We demonstrate our approach on the image-text and speech-text modality pairs due to their clear ground truth, but it can be applied to any modality pair. Hence, as pointed out correctly by the reviewer GeRA will be especially useful for modalities where the amount of paired data is low. Comparing to ASIF, there are two limiting factors:

1. In the original paper, ASIF's evaluation was limited to the ViT image encoder - a very specific image encoder - that was partially trained on ImageNet images during pretraining. In Fig 10 we use different pretrained encoders. These results show that, compared to GeRA, ASIF struggles much more with other choices of encoders as well as when it comes to retrieving CC12M images and captions (See Figure 4).

2. ASIF has much higher inference time than GeRA.

We thank the reviewer for the comment. Please see our responses below.

The effectiveness of the method is limited to the low-data regime.

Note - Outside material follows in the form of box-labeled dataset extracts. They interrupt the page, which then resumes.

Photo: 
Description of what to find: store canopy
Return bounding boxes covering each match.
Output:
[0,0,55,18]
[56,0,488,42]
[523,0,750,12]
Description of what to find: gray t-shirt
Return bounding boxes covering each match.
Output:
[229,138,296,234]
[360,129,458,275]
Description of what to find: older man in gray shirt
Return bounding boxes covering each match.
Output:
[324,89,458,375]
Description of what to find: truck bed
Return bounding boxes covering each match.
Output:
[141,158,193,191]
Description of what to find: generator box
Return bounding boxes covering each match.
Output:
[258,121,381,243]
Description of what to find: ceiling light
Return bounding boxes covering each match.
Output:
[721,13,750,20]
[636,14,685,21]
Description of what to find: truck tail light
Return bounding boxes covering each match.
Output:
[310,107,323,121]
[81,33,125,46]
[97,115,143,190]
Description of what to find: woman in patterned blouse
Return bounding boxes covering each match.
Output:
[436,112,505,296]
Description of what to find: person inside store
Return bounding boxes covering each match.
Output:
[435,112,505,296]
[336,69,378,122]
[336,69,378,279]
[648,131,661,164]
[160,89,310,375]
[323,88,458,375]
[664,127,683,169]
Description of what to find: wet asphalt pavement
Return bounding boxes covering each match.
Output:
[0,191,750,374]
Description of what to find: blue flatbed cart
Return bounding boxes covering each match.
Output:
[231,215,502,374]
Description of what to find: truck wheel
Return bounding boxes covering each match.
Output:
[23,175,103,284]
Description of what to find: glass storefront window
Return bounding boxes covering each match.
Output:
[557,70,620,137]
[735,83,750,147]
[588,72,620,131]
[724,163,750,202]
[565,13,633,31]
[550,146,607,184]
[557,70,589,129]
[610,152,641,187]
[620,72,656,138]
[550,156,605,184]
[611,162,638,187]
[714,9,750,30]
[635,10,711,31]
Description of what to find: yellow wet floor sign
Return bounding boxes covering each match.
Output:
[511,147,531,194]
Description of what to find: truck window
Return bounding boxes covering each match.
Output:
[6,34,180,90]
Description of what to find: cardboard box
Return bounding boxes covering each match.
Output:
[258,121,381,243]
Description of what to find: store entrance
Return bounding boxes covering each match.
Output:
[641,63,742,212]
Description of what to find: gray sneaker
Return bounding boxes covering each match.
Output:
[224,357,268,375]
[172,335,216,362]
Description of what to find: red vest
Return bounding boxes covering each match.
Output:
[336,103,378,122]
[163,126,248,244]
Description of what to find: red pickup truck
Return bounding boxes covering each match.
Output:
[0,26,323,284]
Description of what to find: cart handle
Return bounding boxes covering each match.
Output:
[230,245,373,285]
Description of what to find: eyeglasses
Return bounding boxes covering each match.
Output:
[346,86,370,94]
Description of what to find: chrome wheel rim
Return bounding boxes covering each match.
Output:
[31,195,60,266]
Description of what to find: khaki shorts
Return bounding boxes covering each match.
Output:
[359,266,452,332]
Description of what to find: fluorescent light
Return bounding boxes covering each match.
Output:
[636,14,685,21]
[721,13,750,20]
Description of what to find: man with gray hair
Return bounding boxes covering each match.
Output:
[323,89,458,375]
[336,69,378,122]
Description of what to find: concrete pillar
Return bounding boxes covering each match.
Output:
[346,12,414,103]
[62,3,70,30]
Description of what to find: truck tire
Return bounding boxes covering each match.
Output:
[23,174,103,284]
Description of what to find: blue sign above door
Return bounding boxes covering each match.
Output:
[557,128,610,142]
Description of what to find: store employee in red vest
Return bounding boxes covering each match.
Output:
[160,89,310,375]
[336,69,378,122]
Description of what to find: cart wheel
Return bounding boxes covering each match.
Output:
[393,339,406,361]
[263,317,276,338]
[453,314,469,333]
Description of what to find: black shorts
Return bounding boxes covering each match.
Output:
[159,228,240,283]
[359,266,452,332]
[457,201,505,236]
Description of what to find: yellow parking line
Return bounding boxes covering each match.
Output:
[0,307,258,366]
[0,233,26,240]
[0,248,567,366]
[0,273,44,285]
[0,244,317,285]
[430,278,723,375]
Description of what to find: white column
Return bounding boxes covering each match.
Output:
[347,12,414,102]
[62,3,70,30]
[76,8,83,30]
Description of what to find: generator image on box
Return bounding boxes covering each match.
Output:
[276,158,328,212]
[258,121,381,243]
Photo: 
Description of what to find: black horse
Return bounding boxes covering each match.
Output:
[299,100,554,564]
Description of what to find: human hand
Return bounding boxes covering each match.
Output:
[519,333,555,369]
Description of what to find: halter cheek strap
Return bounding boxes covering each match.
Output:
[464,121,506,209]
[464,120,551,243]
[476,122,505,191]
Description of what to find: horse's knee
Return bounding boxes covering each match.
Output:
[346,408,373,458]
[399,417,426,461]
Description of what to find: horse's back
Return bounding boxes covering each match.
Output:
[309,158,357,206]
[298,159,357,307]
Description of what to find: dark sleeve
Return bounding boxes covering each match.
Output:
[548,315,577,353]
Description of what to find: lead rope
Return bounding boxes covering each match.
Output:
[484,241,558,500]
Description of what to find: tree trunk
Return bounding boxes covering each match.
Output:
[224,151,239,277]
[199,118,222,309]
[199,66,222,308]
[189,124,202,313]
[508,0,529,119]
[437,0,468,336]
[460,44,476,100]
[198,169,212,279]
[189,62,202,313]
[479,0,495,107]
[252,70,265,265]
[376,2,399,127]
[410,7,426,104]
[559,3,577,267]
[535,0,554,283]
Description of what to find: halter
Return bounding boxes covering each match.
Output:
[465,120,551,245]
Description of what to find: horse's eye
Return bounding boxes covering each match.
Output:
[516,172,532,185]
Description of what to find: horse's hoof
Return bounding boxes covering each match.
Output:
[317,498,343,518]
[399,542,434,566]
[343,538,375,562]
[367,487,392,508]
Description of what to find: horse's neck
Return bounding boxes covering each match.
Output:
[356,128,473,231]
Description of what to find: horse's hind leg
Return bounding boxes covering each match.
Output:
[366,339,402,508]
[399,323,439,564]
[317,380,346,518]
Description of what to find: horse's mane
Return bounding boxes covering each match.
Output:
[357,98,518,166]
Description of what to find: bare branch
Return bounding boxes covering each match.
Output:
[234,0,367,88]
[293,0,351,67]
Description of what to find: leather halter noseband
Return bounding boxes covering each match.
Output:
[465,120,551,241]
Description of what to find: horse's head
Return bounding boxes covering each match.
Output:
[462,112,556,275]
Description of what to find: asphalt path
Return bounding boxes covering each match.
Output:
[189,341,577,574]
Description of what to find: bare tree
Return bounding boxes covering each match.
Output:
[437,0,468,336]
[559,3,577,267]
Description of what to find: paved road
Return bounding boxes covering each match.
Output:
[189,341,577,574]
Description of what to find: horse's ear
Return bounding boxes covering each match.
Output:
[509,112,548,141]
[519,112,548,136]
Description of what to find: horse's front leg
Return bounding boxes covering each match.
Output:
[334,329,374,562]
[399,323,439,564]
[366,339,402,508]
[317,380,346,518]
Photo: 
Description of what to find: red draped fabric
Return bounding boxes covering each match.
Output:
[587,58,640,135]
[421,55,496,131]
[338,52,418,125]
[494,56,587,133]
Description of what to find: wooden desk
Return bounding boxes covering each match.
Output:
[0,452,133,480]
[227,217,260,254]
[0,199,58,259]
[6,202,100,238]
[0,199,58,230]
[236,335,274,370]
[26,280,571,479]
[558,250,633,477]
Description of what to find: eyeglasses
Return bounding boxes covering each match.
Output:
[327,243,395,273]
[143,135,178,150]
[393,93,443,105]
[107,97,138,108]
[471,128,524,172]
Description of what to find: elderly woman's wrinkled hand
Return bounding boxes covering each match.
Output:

While mostly motivated by low-data scenarios, GeRA can also take advantage of more data. This is indicated by Figure 3-Figure 7, in which GeRA consistently outperforms the vanilla CL loss, which was used to train models like CLIP, when increasing the number of paired points. However, studying GeRA in scenarios with very large paired datasets is out of the scope of this paper, since we focus on facilitating better alignment specifically in the low data regime.

Is there a standard evaluation metric that is improved?

In uni-modal self-supervised literature, using uni-modal model embeddings for classification is standard. Our ImageNet experiment, conducted in response to the reviewer's query, demonstrates that GeRA enhances performance over unregularized contrastive learning.

Can we evaluate these models for unimodal metrics such as unimodal retrieval? New results in the rebuttal partially answers this question. I recommend performing the standard image-image retrieval and text-text retrieval evaluations and report recall@1 separately for all models.

Our main focus is on multi-modal alignment, and we believe multi-modal metrics should be the primary concern to evaluate the performance of alignment transformation functions. While we acknowledge that uni-modal metrics are useful for analyzing neighborhood consistency, our experiments in Figure 1 and the image-to-image kNN accuracy on ImageNet demonstrate that GeRA's alignment transformation functions achieve superior performance in uni-modal metrics for in-distribution data and in zero-shot settings. Furthermore, the results of this experiment are indicative of uni-modal retrieval and recall@1 metrics, due to the use of k-NN (examined with different 'k' values), which relies on the proximity of the images in the embedded space. We will additionally investigate the uni-modal classification performance with more models and linear probing in the final draft.

Is there a lookup table that stores all the embeddings of NNs for all points? Does one need to include all the original NNs for all points in a mini-batch?

We use the Faiss library [1] to precompute the nearest neighbors for each sample. With approximation methods, this process takes approximately 50 minutes for 6 million embedding points. Incorporating these neighbors into the minibatch for geometric computation does introduce additional computational overhead. However, as shown in Figure 9, which details the training time of our geometrically regularized alignment, training is completed within a reasonable time. It takes 20 hours even with 150 neighbors, using a single NVIDIA GeForce RTX 3090 GPU.

[1] Johnson, Jeff, Matthijs Douze, and Hervé Jégou. 2017. “Billion-Scale Similarity Search with GPUs.”, IEEE Transactions on Big Data.

What is the cost of computing the geometric regularization?

The computational cost of geometric regularization scales asymptotically with the square of the neighborhood points count in the geometrical loss computation. However, this cost is relatively minor compared to the computational graph's construction during backpropagation which has a larger computational constant. In our experiments, the overhead increased approximately linearly with the number of neighbors per batch. Figure 9 in our paper illustrates the training time for GeRA across various neighborhood sizes. We will also include a line for training time without geometric regularization as a reference.